I wound up making all the modems currently available into Odin flashable files. I've tested all these files out on my own phone using Odin, they all worked fine.

*UPDATES*
10/29/2011
Added KJ6 modem

*NOTES*
1) These files will *NOT* erase any of your data. You can flash these and continue using your ROM as normal.
2) You can flash these modems from any ROM (*froyo* or *gingerbread*). All you need to do is be able to get into download mode or CWM!
3) The all_modems_odin/cwm.7z files will always contain all the modems for your convenience.

*ODIN INSTRUCTIONS*
Learn how to flash files with Odin using this guide: http://forum.xda-dev...d.php?t=1001759
All files go into the *PHONE* section of Odin. Your Odin screen should look like this:


*CWM INSTRUCTIONS*
Put your downloaded .zip file on your SD card, and flash using CWM recovery!

*DOWNLOAD LINKS*
Odin Modems on SourceForge
CWM Modems on SourceForge

*CREDITS*
Some modems taken from chadster's thread

*CHANGELOG*


> 10/29/2011
> Added KJ6 modem
> 
> 10/26/2011
> ...


----------



## fbis251 (Jun 26, 2011)

Alright, I added the KI1 modem for cwm and odin.
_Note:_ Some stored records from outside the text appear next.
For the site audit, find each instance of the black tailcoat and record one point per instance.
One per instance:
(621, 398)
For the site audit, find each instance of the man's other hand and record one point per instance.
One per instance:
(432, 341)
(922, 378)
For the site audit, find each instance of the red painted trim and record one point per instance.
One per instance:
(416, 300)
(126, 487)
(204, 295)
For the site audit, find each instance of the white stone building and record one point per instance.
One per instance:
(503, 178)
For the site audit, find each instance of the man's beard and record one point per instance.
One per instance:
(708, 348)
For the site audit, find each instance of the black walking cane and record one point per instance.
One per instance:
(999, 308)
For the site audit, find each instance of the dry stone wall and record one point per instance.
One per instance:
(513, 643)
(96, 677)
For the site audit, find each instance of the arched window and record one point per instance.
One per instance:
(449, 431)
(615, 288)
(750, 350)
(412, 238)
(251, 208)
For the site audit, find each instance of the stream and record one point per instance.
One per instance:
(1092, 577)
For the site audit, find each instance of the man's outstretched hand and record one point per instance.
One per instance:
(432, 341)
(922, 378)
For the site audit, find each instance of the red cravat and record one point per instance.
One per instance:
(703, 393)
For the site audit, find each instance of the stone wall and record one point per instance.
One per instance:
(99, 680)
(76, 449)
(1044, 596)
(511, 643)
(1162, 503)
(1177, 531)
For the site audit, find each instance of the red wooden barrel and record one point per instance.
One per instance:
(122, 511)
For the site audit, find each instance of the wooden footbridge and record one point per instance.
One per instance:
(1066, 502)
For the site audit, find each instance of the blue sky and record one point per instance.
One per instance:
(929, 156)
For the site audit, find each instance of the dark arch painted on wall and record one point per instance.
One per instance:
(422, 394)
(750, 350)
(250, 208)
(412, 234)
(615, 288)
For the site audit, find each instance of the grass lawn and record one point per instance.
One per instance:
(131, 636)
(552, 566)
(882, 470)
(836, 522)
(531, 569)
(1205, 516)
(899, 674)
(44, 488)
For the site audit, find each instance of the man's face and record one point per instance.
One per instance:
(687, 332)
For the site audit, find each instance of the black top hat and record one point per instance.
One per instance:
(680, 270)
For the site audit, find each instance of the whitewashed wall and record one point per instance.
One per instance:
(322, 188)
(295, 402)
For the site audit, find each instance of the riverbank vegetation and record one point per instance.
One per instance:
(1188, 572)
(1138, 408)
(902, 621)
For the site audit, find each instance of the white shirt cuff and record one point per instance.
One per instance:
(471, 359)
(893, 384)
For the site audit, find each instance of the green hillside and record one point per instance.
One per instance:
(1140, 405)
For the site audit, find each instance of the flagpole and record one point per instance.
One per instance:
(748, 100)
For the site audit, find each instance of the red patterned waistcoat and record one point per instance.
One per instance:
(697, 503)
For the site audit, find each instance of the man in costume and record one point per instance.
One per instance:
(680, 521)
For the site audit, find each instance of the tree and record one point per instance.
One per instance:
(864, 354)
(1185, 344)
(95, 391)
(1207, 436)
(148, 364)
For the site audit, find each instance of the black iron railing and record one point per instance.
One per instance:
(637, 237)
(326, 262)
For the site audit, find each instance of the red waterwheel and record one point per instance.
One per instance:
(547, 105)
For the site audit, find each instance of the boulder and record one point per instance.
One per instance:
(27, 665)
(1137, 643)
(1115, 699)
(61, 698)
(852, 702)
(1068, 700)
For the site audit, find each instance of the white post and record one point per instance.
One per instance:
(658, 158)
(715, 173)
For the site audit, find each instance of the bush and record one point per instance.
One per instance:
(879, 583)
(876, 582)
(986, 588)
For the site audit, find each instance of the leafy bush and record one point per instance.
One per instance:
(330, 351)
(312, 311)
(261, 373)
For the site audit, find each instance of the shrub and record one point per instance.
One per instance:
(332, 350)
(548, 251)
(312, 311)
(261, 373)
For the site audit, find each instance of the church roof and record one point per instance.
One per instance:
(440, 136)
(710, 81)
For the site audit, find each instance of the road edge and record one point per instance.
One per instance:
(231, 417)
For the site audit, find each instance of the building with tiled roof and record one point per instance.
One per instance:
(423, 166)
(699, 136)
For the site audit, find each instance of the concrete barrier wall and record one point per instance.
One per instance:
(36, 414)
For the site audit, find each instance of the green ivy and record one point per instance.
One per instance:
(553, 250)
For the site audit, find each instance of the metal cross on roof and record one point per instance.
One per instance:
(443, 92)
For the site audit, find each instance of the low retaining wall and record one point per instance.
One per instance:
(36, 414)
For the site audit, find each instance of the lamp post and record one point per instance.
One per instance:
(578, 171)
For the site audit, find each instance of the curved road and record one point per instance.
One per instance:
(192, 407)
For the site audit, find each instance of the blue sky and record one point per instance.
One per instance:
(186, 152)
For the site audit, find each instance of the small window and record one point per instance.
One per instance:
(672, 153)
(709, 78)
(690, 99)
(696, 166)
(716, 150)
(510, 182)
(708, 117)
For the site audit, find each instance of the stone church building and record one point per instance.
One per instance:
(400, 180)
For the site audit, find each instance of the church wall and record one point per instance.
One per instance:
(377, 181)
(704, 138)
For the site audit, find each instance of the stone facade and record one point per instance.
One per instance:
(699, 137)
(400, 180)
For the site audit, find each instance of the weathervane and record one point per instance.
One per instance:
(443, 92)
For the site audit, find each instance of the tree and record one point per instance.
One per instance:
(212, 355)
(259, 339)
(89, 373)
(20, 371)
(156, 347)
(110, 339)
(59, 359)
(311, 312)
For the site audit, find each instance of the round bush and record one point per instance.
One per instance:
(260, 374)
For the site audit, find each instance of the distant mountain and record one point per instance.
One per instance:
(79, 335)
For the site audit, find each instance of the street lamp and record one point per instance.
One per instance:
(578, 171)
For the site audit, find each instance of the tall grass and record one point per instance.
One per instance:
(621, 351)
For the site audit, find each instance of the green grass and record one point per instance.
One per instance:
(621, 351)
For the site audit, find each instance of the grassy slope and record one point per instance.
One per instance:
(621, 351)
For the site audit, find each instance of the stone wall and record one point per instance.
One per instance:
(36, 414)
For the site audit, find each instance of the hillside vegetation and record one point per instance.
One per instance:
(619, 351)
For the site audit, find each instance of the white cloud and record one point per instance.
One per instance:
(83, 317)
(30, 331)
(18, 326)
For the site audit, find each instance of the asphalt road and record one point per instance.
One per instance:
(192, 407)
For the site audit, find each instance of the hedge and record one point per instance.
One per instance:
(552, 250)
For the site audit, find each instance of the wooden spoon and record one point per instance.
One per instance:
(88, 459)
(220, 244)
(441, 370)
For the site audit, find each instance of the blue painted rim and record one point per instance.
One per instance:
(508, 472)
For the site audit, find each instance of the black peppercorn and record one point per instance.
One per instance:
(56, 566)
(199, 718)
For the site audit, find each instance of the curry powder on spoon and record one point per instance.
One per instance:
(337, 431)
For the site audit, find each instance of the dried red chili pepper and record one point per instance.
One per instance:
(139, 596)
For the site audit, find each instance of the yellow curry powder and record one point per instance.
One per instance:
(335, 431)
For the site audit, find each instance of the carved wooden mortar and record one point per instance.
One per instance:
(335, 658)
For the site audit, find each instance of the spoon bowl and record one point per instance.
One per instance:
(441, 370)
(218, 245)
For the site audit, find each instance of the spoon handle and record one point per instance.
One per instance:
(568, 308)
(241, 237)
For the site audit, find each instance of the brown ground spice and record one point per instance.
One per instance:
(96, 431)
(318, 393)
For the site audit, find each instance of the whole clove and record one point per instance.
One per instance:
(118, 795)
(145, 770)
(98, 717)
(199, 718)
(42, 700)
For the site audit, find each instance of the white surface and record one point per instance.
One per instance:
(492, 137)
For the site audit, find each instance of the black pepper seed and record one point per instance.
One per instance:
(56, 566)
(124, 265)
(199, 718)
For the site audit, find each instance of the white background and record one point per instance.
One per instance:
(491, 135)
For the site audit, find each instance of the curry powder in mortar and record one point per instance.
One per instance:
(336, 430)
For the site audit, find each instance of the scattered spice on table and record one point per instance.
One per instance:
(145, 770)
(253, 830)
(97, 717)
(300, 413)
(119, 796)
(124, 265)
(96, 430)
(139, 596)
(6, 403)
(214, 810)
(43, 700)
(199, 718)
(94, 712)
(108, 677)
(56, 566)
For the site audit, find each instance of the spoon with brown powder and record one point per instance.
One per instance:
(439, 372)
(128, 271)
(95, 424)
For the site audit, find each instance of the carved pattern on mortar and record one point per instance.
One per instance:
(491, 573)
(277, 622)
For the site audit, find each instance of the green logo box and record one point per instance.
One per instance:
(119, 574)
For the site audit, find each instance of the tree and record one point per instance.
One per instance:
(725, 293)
Also updated the all_modems files.


----------



## fbis251 (Jun 26, 2011)

Updated with KI3 modem.


----------



## ro6666lt (Sep 2, 2011)

moved to sgs4g genreal section and stickied.  
reason: not a rom/kernel or theme.


----------



## fbis251 (Jun 26, 2011)

WHAT? Did you get pancake syrup on this thread? =/. Well at least it'll stay up on the wall now. Haha, thanks man.


----------



## ro6666lt (Sep 2, 2011)

that's exactly what I did. anytime. ;-)


----------



## fbis251 (Jun 26, 2011)

UPDATES
10/14/2011
Added KJ1, KJ2 and KJ3 modems
Added a script on sourceforge that will streamline my modem packaging time since it will all be automated after I upload a new modem file.
Linked directly to the sourceforge download page so you can pick your own modems. Latest modems will always be on the top of the list.


----------



## fbis251 (Jun 26, 2011)

10/26/2011
Added KJ5 modem


----------



## fbis251 (Jun 26, 2011)

10/29/2011
Added KJ6 modem


----------